What are MPC Wallets?
MPC stands for Multi-Party Computation, where multiple parties that hold separate private data, evaluate a computation without disclosing the confidential information. Applying this technology to digital wallets: with MPC Wallets, the private keys are broken down into multiple shares, encrypted, each held by a separate party. This means the private keys are not stored in one place, but across multiple parties in different locations.
Traditionally, private keys are mostly stored in either hot or cold wallets, for example:
- Hot wallets: Metamask, Trust Wallet, exchanges, etc.
- Cold wallets: Ledger, Trezor, etc.
However, with these storage methods, the keys are at risk of Single Point of Compromise (SPoC), and are vulnerable to attacks. In these cases, the hacker only needs to successfully attack one point of compromise, and the private keys will be gone, along with the assets stored inside those wallets.
How does an MPC Wallet work?
In simple terms, here’s how MPC works:
- A number of participants will each hold a piece of private data;
- The participants can use their private data to compute a public function, while keeping their own pieces of data private.
For example, considering you and two other friends want to know who has the highest salary, while keeping your specific salaries private. Each of you can give your salary details to a mutual trusted friend, then he or she can determine the highest one without revealing each person’s income.

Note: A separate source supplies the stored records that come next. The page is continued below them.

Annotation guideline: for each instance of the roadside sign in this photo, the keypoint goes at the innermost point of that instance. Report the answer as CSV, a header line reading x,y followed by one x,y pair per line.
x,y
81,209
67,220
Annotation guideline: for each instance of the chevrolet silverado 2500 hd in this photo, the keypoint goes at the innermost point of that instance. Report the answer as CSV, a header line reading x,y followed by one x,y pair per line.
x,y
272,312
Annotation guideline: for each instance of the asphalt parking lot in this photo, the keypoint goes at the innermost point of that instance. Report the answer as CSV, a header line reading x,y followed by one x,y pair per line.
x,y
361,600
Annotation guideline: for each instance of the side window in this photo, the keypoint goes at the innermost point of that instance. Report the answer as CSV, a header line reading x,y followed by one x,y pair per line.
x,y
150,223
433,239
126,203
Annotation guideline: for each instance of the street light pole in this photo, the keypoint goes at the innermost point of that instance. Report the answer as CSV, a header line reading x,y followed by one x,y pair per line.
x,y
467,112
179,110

The same applies to private keys in MPC Wallets:
- Your Private Keys will be divided in multiple encrypted parts, decentralized and independently held by multiple parties, each blind to another;
- When the key is needed, MPC is required to confirm that all parties (or a certain number of parties) approve the request before it is executed;
- This ensures no individual can collect all pieces to form the complete private key, while also preventing hackers from making transactions, even when they have the control over the user’s device.
Some notable MPC wallets
Herond Wallet
Herond Wallet is a multi-chain, non-custodial MPC Wallet for digital asset management. The wallet is built into Herond Browser, designed to seamlessly onboard millions of Web 2 users to Web 3, with a friendly and intuitive interface.
Herond Wallet uses Web3Auth for MPC, which provides reliable Web 3 infrastructure, also trusted by big names in both Web 2 and Web 3, such as Ubisoft, Universal Studios, Animoca Brands, Binance…

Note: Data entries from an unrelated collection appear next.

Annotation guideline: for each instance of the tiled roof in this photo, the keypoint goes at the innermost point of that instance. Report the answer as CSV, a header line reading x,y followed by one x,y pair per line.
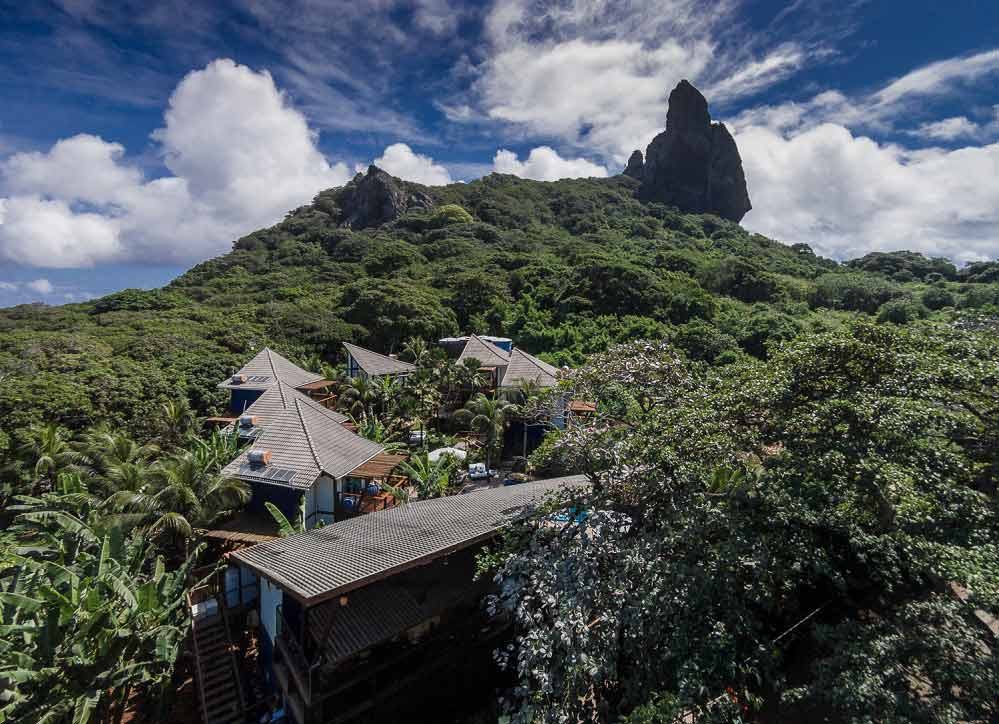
x,y
275,400
524,367
304,440
268,368
375,364
325,562
486,352
387,609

The best thing about Herond Wallet is, your account and assets are always recoverable using your security question and Herond Account, even if you lose your original private keys.
To understand further about Herond Wallet, you can read our blog post here!
OKX Wallet
OKX Wallet is also a multi-chain MPC wallet, an extension of the rising OKX exchange. The wallet employs biometrics authentication and email verification as part of the security layers, while still remaining a non-custodial wallet. This ensures that all assets stored in the OKX Wallet are safe, even when the exchange is compromised.

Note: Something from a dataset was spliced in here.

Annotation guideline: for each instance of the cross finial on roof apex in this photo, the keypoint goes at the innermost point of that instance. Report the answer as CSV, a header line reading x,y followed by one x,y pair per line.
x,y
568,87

OKX Wallet also offers direct access to DEXs and DApps, however, the UI may seem a little complex for new users. It is recommended that users get familiar with basic wallets before trying more advanced features.
Zengo Wallet
If you want a more compact solution, Zengo is also one of the non-custodial mobile MPC wallets with high security.
Zengo Wallet is designed with 3FA to remove private keys, while allowing users to recover their wallets whenever needed. The app has also been mentioned by notable names in the market, however, keep in mind that it is only limited to mobile users.
Zengo Wallet has also supported popular blockchains and is generally easy to use. If you’re only looking to manage assets and access DApps on mobile devices, this is also an option worth checking out!